Had she been successful, Alemi would have stolen up £1.3 million ($2.4m) of the woman's fortune.
For the next 22 years, starting in 1995, Alemi worked as a psychiatrist for the UK's National Health Service - treating thousands of mental health patients over that period and potentially earning up to £100,000 ($188,000) a year.
She also drove a Lotus Elise sports car, the Daily Mail reported.
In a since deleted profile, Alemi says of herself: "I am a retired psychiatrist and a member of the London Royal College of Psychiatrists with a special interest in developmental conditions such as Asperger's ...''
The GMC is now informing Alemi's former patients who may have concerns about their treatment to contact their GP doctor immediately.

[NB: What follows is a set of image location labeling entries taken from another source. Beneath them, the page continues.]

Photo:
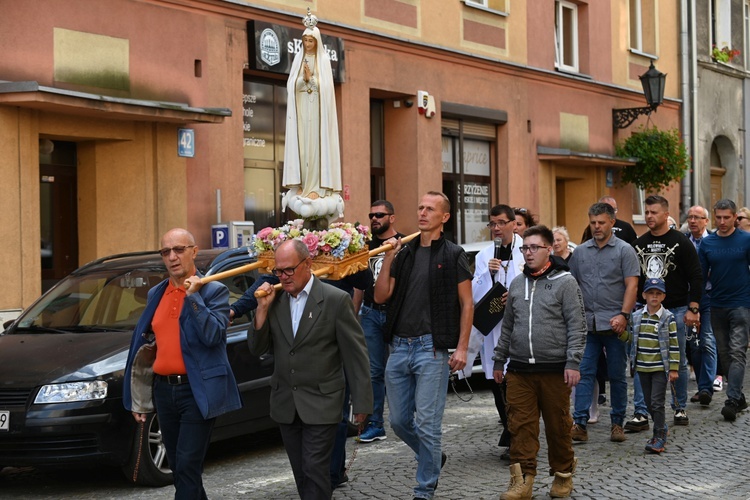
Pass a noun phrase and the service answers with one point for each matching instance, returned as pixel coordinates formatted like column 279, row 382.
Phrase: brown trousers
column 532, row 394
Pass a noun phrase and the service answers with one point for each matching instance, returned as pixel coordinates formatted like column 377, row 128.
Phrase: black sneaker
column 730, row 410
column 639, row 423
column 681, row 418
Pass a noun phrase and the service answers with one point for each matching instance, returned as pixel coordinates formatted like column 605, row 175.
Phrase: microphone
column 498, row 246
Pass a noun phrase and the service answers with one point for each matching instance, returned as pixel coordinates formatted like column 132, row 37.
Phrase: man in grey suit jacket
column 315, row 337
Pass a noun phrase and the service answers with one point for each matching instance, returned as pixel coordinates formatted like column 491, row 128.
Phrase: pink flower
column 263, row 233
column 311, row 242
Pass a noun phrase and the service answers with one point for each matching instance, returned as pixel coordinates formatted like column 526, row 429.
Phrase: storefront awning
column 32, row 95
column 568, row 157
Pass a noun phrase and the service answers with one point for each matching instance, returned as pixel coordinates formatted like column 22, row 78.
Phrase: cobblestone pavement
column 709, row 459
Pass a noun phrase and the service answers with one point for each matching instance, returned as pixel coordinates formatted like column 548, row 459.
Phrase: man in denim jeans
column 703, row 348
column 607, row 271
column 372, row 317
column 725, row 257
column 427, row 285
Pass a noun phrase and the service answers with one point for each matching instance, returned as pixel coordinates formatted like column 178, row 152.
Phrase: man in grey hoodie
column 544, row 336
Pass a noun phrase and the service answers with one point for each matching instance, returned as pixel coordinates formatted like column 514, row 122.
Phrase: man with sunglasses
column 177, row 364
column 542, row 340
column 318, row 347
column 372, row 317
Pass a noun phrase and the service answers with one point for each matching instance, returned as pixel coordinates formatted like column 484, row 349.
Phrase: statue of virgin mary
column 312, row 163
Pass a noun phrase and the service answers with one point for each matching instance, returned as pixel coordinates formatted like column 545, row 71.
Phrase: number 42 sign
column 186, row 142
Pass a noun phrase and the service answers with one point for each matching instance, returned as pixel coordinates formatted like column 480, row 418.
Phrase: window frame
column 560, row 27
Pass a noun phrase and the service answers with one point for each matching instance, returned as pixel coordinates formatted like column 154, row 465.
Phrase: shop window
column 643, row 26
column 566, row 36
column 467, row 183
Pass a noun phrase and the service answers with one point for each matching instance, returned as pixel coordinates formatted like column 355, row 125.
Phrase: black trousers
column 309, row 448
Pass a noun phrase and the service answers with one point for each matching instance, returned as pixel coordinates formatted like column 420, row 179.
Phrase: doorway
column 58, row 210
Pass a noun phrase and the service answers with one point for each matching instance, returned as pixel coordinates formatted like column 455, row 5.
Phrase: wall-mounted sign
column 272, row 48
column 186, row 142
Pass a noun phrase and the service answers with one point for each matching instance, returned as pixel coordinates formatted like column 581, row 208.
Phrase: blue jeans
column 618, row 385
column 679, row 388
column 373, row 323
column 704, row 354
column 730, row 328
column 186, row 436
column 416, row 379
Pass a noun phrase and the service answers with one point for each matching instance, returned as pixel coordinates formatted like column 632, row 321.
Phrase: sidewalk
column 708, row 459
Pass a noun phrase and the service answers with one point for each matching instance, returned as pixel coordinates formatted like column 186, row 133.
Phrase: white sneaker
column 718, row 384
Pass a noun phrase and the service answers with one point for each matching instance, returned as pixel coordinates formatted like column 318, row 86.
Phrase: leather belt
column 174, row 379
column 377, row 307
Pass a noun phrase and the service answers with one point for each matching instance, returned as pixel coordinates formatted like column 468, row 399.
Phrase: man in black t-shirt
column 372, row 317
column 669, row 255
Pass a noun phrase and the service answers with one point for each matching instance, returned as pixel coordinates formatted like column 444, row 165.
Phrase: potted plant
column 724, row 54
column 661, row 154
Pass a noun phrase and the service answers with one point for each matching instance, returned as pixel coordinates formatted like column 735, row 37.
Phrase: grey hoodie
column 544, row 327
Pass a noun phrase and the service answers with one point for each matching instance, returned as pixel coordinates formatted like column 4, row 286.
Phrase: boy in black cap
column 656, row 355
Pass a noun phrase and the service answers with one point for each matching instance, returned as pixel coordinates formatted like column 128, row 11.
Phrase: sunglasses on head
column 179, row 250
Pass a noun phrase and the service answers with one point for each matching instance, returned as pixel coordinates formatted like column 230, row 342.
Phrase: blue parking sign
column 186, row 142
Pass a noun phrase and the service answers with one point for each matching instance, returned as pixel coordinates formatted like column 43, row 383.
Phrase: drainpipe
column 687, row 73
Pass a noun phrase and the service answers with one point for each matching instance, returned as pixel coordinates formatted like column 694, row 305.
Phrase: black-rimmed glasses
column 532, row 248
column 287, row 271
column 377, row 215
column 500, row 223
column 179, row 250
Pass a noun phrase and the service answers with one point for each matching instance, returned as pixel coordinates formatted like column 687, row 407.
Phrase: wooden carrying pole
column 329, row 269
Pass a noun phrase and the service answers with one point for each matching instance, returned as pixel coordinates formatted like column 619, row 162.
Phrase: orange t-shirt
column 166, row 326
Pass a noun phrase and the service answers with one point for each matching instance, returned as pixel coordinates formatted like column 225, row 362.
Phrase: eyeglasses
column 377, row 215
column 287, row 271
column 500, row 223
column 179, row 250
column 531, row 248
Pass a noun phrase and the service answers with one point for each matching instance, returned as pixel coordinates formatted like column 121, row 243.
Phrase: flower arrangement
column 724, row 54
column 662, row 158
column 340, row 240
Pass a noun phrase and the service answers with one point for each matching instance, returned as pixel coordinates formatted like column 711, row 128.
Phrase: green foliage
column 662, row 158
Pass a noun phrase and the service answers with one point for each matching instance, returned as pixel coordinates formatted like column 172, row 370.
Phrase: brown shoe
column 617, row 434
column 579, row 433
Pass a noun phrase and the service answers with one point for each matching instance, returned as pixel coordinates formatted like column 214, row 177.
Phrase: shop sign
column 272, row 48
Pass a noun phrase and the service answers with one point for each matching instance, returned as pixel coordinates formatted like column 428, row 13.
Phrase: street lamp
column 653, row 90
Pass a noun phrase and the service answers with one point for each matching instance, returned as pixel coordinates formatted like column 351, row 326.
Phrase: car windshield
column 109, row 299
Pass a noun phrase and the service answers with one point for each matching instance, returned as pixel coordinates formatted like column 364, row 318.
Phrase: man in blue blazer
column 315, row 337
column 177, row 364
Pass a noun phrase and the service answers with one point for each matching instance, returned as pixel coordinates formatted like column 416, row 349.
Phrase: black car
column 62, row 363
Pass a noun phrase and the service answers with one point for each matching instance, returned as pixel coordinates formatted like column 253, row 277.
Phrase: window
column 497, row 6
column 643, row 26
column 721, row 23
column 566, row 36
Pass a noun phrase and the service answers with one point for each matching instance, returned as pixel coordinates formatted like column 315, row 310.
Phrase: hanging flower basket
column 662, row 158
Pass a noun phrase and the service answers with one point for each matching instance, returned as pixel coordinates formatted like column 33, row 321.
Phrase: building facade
column 121, row 119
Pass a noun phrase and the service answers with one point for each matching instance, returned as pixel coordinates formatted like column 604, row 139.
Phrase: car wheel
column 148, row 464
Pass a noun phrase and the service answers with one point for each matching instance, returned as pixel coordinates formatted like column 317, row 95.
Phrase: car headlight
column 72, row 391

Chief executive for the council, Charlie Massey, said staff immediately brought the situation to the attention of police and other agencies when they found Alemi's fraudulent qualifications.
"Our processes are far stronger now, with rigorous testing in place to ensure those joining the register are fit to work in the UK.
"It is clear that in this case the steps taken in the 1990s were inadequate and we apologise for any risk arising to patients as a result," he said.
"We are confident that, 23 years on, our systems are robust and would identify any fraudulent attempt to join the medical register."